Here then in the briefest compass are some of the resources resident in natural law, that would make it the dynamic of a “new age of order.” It does not indeed furnish a detailed blueprint of the order; that is not its function. Nor does it pretend to settle the enormously complicated technical problems, especially in the economic order, that confront us today. It can claim only to be a “skeleton law,” to which flesh and blood must be added by that heart of the political process, the rational activity of man, aided by experience and by high professional competence. But today it is perhaps the skeleton that we mostly need, since it is precisely the structural foundations of the political, social, and economic orders that are being most anxiously questioned. In this situation the doctrine of natural law can claim to offer all that is good and valid in competing systems, at the same time that it avoids all that is weak and false in them.
Its concern for the rights of the individual human person is no less than that shown in the schools of individualist Liberalism (ed. think “Libertarianism”) with its “law of nature” theory of rights, at the same time that its sense of the organic character of community, as the flowering in ascending forms of sociality of the social nature of man, is far greater and more realistic. It can match Marxism in its concern for man as a worker and for the just organization of economic society, at the same time that it forbids the absorption of man in matter and its determinisms.

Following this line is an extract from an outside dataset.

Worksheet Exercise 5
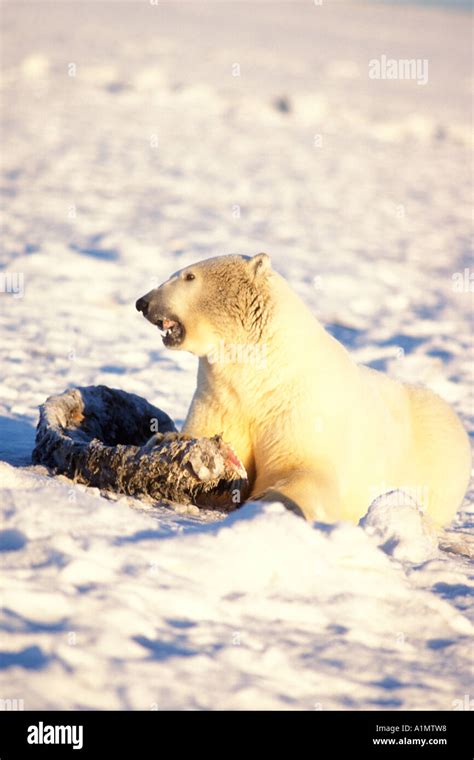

Finally, it does not bow to the new rationalism in regard of a sense of history and progress, the emerging potentialities of human nature, the value of experience in settling the forms of social life, the relative primacy in certain respects of the empirical fact over the preconceived theory; at the same time it does not succumb to the doctrinaire relativism, or to the narrowing of the object of human intelligence, that cripple at their root the high aspirations of evolutionary scientific humanism. In a word, the doctrine of natural law offers a more profound metaphysic, a more integral humanism, a fuller rationality, a more complete philosophy of man in his nature and history.
I might say, too, that it furnishes the basis for a firmer faith and a more tranquil, because more reasoned, hope in the future. If there is a law immanent in man—a dynamic, constructive force for rationality in human affairs, that works itself out, because it is a natural law, in spite of contravention by passion and evil and all the corruptions of power—one may with sober reason believe in, and hope for, a future of rational progress. And this belief and hope is strengthened when one considers that this dynamic order of reason in man, that clamors for expression with all the imperiousness of law, has its origin and sanction in an eternal order of reason whose fulfillment is the object of God’s majestic will.
This must have something to do with why God invented popular sovereignty.